Я надел высыхающую, окутанную паром шинель и вышел в морозную ночь. Немец бросал ракеты, они освещали небо, синий снег, черную речку и злое лицо старшего лейтенанта.

- Что за контру ты несешь, а? - почти закричал он и вынул револьвер.- Иди, гад! Вперед! Ну!

Так я оказался в блиндаже СМЕРШа, особого отдела, называемого «Смерть шпионам».

Меня заперли в арестантской землянке. Посреди ночи и весь следующий день водили на допросы, устраивали очные ставки с солдатами, слышавшими мои клеветнические измышления, возили в дивизию, где заседала «тройка», вынесшая мне смертный приговор, и снова увезли в нашу роту, в арестантскую землянку.

Усталый, окоченевший, голодный, я сидел в холодной землянке, ожидая, когда меня уведут отсюда, чтобы исполнить приговор, и плакал.

Неужели скоро таким нелепым, страшным образом окончится моя жизнь? Почему? За что я, мечтавший о подвиге, о славе, уйду из этого мира с позором, как враг всего того, что любил, во что верил бесконечно и непререкаемо? Я любил великого вождя, готов был отдать жизнь за него, за идеи, которые он провозглашал, верил в процветающее будущее любимой Родины, в счастливое ее завтра. Мне было только двадцать лет, вся жизнь впереди, и вот она, прожитая впустую, позади... Я плакал, скулил, как жалкая собачонка, в безнадежном отчаянии... Вечером за мной пришли, дали выкурить папиросу и повели на лесную поляну, где уже в безмолвии стояли мои товарищи, однополчане, с которыми я провел многие месяцы в многотрудных боях, в окопной грязи. Слезы замерзли на моем холодном лице, словно я уже был мертв. Впрочем, я в самом деле уже был мертв: никаких чувств не испытывал, одно равнодушие, покорность обстоятельствам.

На опушке построили отделение солдат, поставили меня впереди них, метрах в пятидесяти над ямой, выдолбленной в мерзлой земле. Я стоял над этой ямой, моей могилой, лицом к угрюмой, молчаливой толпе моих однополчан.

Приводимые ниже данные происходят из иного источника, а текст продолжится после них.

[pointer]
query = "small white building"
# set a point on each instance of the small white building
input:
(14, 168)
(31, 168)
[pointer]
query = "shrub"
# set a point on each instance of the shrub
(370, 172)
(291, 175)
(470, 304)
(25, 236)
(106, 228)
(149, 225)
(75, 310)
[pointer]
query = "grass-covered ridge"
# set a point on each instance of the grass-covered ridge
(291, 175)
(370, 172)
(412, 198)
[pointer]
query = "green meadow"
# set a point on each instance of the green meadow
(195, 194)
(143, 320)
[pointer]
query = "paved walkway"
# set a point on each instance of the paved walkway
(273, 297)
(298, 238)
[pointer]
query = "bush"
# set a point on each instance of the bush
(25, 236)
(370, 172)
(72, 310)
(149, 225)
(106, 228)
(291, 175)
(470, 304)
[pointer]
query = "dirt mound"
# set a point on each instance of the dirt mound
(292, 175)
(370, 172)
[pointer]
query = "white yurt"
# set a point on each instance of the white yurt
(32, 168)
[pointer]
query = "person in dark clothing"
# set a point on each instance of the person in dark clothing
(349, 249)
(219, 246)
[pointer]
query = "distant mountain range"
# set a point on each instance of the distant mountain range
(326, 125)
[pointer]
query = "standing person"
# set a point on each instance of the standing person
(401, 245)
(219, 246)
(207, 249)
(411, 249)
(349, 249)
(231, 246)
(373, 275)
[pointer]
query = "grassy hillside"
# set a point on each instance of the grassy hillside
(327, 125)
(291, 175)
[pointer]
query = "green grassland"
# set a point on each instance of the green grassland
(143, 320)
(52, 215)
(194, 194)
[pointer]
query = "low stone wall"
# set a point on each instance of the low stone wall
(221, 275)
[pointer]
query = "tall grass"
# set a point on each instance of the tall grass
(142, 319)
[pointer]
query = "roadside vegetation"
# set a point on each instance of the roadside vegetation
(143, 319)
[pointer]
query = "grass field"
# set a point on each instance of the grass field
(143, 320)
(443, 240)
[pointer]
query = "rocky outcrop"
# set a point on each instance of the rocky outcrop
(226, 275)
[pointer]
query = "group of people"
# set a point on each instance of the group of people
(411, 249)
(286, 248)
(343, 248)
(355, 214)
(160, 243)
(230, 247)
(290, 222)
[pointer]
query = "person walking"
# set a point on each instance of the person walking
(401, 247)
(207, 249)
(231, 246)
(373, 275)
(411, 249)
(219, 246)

Приехавший из дивизии майор зачитал приговор. Я слышал и не слышал слова, произносимые его охрипшим голосом:

- ...за клевету на светлое будущее нашей коммунистической Родины, за пораженчество, за пособничество вражеской агитации... за.., за... приговорить... высшей мере... расстрелу...

Щелкнули затворы, раздалась команда «Пли», и я услышал, как пули вылетели из ружейных стволов и, распарывая воздух, словно старую тряпку, устремились ко мне. Они летели медленно, скрипя, шурша, ледяной воздух шипел, словно вскипал от их раскаленных невидимых тел. Вот одна вонзилась в меня и, звеня, вышла из спины, унесясь в пространство...

Господи, я же ехал к сестре, она ждет меня! Где сумки мои с продуктами? Где они?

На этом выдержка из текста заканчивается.